New Year's Eve was quite boisterous around this part of Chicagoland. Apparently, amateur pyrotechnics is the new thing for ringing in the new year. I recall some of it happening last year, but not nearly as intense. Perhaps it's going to replace firing a shotgun into the air, but I'm not sure that it's going to reduce any ER visits! I used to like these things, and fired off plenty of them as a teen, but I eventually grew up. (Some folks never do.) Now they just annoy me and unnerve my dog!
There was something else in the sky that night. Was it clear enough where you were? Yup...a "blue moon". The second full moon in December, and it was crystal clear here and gorgeous.

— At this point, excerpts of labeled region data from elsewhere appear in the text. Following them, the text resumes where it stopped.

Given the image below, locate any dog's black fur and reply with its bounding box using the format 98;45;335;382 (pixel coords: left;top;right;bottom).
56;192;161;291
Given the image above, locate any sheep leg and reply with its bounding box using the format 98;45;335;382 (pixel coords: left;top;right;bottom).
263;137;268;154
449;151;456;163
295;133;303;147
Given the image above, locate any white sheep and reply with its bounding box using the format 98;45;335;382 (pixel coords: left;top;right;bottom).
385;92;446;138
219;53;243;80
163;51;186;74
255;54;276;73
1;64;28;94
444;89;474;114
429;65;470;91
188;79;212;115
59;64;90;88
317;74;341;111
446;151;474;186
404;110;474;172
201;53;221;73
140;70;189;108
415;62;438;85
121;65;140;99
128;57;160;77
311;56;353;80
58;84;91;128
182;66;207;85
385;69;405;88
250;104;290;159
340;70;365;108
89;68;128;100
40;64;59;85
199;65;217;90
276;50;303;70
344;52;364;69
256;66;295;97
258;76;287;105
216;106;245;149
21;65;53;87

I love a big full moon on a clear night and it made me stop and think.
The fact is, I love the full moon enough to know that in 2009 I had seen at least nine of them in a row, ending with that one on the last day of the year. How do I remember? Well, here's the deal: When we're up at the northern compound in Michigan, I keep a daily journal, and since I'm a night-sky geek, I always made note of the fantastic full moon nights we had over the lake. Sometime towards the end of the season up there, I think it was the September moon, I made a note about it and thought that I'd noted this several times over the spring and summer. When I checked back through the journal, sure enough, there had been a clear night on every full moon since our first visit in May! That's definitely an oddity in a state where clouds always outnumber clear skies, and that little oddity stuck with me through the remainder of the year. The November and both December moons were all seen in Illinois, but the unbroken string of clear nights continued even here, and thus my nine straight!
So on New Years Eve, I look up to see fireworks from my dopey neighbors exploding right next to nature's own beautiful show with that big blue moon. And on the last day of the year, when the mind inevitably drifts back over the year gone by, I'm looking up and thinking how I had that same view way back on the Fourth of July, on a beach in Northport, Michigan, with our good friends from camp (and The Study), watching fireworks explode over the full moon. I would call that serendipitous. Nine moons (blue and otherwise), holidays, and fireworks, all culminating on the last day of the year. Maybe 2009 wasn't so forgettable after all, and maybe there's a good omen hidden in that cold, white sphere, and it's string of visits.
1 comment:
Northport, fireworks, a full moon, and good friends - now that is a formula for a successful July 4 Celebration.